According to KitchenAid, weighing down your pie crust while it's in the oven helps retain the shape and size of the crust; otherwise, it can pull away from the edges of the tin and form air bubbles. Pie weights are easy to find at kitchen supply stores, and they're usually made of ceramic or metal (as per Web Restaurant Store). 

But if you don't have pie weights, there are many handy alternatives that you can use that you might have in your kitchen already. You can use dry beans, uncooked rice, or even loose change to weigh down your pastry. Just note that after you bake beans or grains in the oven, they won't cook properly, so they should be reserved for this purpose.

10. Make sure you have the proper tools

Using tools is what sets us apart from animals. And when you're baking, it becomes abundantly clear why: You can't achieve a perfect bake without a proper set of tools. And there are some essential tools every kitchen must have in order to start baking. 

While some staples like baking pans, cupcake tins, oven mitts, and measuring cups are obvious necessities in any foodie's kitchen, there are some kitchen tools that you'll want to keep stocked if you want to create bakes that really have that wow factor.

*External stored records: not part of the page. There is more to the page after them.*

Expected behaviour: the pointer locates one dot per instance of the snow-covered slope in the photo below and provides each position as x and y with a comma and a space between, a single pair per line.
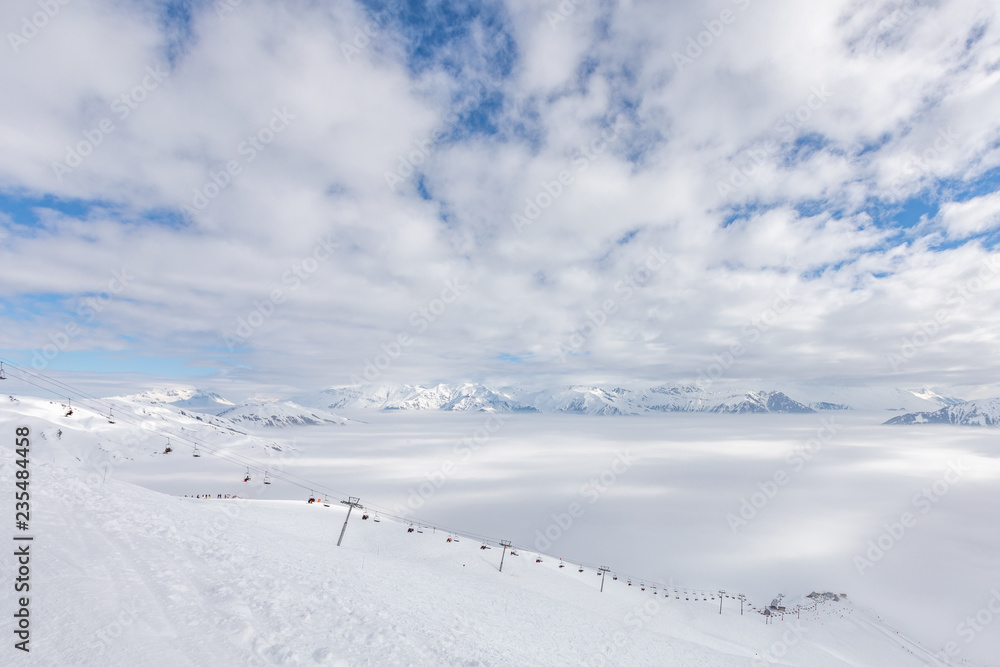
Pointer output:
983, 412
270, 413
127, 576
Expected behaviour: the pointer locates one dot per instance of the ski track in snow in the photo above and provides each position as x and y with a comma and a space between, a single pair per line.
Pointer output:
126, 576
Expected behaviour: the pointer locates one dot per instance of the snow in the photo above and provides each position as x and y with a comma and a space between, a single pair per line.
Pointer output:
574, 399
132, 575
982, 412
273, 413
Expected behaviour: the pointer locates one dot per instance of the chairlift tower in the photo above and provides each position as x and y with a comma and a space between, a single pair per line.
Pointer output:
504, 544
604, 569
351, 503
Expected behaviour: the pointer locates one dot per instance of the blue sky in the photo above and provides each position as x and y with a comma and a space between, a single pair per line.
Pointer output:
487, 179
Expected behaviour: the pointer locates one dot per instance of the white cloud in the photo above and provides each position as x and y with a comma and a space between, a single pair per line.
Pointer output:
896, 84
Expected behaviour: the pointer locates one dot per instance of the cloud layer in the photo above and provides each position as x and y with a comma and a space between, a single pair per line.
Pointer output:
511, 191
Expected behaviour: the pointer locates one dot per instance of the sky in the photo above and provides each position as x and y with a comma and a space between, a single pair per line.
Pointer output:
293, 195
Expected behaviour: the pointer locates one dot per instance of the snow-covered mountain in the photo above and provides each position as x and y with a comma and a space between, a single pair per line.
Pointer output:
188, 398
891, 399
160, 580
272, 413
573, 399
983, 412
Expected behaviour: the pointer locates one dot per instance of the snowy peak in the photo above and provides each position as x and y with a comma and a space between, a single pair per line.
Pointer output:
271, 414
983, 412
465, 397
588, 400
189, 398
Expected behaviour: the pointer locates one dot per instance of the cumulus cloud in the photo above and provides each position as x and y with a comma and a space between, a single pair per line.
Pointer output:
293, 187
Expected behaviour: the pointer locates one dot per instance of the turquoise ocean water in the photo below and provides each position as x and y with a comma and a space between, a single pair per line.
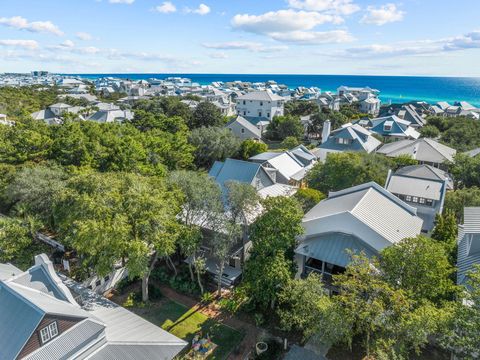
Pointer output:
393, 88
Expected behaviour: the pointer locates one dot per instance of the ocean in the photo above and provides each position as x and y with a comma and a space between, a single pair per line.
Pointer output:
395, 89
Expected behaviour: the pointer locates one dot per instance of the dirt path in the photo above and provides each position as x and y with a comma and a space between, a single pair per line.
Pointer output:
251, 332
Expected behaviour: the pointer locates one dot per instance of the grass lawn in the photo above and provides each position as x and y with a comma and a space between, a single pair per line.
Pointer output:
185, 323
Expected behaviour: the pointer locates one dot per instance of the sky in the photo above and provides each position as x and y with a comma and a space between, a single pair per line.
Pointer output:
350, 37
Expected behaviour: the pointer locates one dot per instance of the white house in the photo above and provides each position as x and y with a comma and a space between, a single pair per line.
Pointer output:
260, 105
364, 218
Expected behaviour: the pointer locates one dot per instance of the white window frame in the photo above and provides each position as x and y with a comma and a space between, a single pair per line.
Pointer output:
49, 332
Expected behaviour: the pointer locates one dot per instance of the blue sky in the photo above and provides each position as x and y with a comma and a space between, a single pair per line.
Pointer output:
377, 37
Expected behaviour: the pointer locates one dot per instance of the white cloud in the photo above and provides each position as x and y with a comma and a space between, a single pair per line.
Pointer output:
25, 44
245, 45
416, 48
282, 21
383, 15
218, 55
343, 7
128, 2
83, 36
314, 37
21, 23
166, 8
201, 10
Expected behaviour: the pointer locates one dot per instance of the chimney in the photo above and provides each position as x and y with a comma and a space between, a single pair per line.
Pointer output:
327, 125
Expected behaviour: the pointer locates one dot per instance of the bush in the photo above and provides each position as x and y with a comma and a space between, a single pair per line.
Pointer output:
123, 284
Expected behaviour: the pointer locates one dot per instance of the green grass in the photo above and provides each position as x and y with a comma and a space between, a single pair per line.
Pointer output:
185, 323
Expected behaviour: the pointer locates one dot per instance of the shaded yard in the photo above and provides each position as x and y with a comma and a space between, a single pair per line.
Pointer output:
185, 323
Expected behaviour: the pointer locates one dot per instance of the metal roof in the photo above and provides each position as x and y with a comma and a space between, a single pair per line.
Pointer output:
404, 185
468, 243
334, 248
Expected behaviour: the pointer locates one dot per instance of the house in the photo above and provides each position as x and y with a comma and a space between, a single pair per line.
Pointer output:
261, 178
393, 128
54, 113
409, 113
364, 218
347, 138
370, 105
468, 244
285, 167
424, 150
263, 181
113, 114
260, 104
244, 129
423, 187
48, 316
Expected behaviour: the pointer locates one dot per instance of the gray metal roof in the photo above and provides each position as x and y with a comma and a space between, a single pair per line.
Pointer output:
18, 315
468, 243
404, 185
7, 271
421, 149
80, 337
426, 172
370, 205
334, 248
136, 352
260, 96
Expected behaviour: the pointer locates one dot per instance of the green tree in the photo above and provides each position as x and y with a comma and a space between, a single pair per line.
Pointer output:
249, 148
18, 243
213, 144
420, 267
290, 142
445, 232
200, 209
463, 336
466, 171
34, 190
308, 198
273, 236
305, 306
457, 200
430, 131
113, 217
206, 114
282, 127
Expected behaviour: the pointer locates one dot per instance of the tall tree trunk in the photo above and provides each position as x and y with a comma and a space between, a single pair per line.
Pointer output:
169, 259
220, 275
192, 277
199, 280
146, 277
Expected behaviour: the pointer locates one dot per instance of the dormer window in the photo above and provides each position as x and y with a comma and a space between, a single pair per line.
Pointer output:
48, 332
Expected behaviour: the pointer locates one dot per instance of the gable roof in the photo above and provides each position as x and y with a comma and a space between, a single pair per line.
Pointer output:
234, 170
371, 206
247, 125
362, 139
422, 149
468, 243
426, 172
23, 306
260, 96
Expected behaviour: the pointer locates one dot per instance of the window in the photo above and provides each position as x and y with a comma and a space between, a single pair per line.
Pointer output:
48, 332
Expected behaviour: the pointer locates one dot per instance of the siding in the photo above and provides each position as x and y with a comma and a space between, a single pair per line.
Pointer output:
64, 323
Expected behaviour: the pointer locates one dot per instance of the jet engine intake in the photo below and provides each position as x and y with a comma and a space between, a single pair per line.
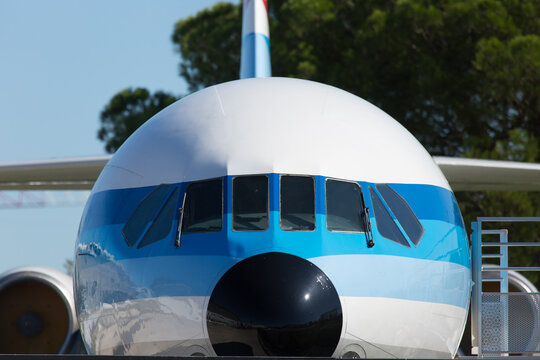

A pastry brush, for instance, is usually made of silicon or wood: It has natural bristles, and it is a must-have for coating bakes evenly with melted butter or egg whites, according to Martha Stewart

For those looking to master the art of bread making, the baking tool that will give you a crispier bread crust is a baking stone (sometimes known as a pizza stone), which is a rectangular block of stone or ceramic that helps evenly heat your bread and give you that perfect crust (via The Kitchn).

11. Know how to double a recipe properly

When you're baking, it's tempting to go ahead and double a recipe. You're already in the kitchen doing all the work, so you might as well just go ahead and make twice as many cookies or muffins and save them for later, right? While we totally support making more food, you should know how to properly double (or triple) a recipe before you start baking.

Baking is a science, and when you're doubling a recipe, it changes the way the ingredients interact. What show host and all-around food and entertaining guru Ina Garten does before doubling a recipe is adjusting the ingredients as she scales the recipe up. 

According to The Kitchn, doubling cookies, bars, bread, and rolls doesn't usually require much adjustment, but when you're making muffins, cakes, and quick breads, you need to be mindful about the amount of leavener you're using. Instead of simply doubling the amount of baking powder or baking soda listed in the recipe, use one or 1 and a quarter teaspoons of baking powder and one-quarter teaspoon of baking soda per cup of all-purpose flour.

12. Use parchment paper

There are a variety of items that bakers use to create perfect confections, and one of the handiest is parchment paper. While it comes in rolls, you can cut parchment paper to fit almost any pan or buy pre-cut sheets that fit many standard sizes of baking sheets, and it's a great way to prevent baked goods from sticking to tins and cookie sheets. 

The beautiful thing about parchment paper when it comes to baking is that it can withstand relatively heat, up to 450 degrees Fahrenheit, according to Martha Stewart. So while you can't use it under a broiler, it's good for almost any baking application.

Because parchment paper comes in rolls, it often curls when you put it on a baking sheet. So another great tip that you need when cooking with parchment paper is to crumple up the paper before you place it on the sheet to prevent it from curling. If you're in a pinch, you can roll a piece of parchment into a makeshift pastry bag, according to Kelly Senyei. Whatever your needs, parchment paper is a baker's best friend.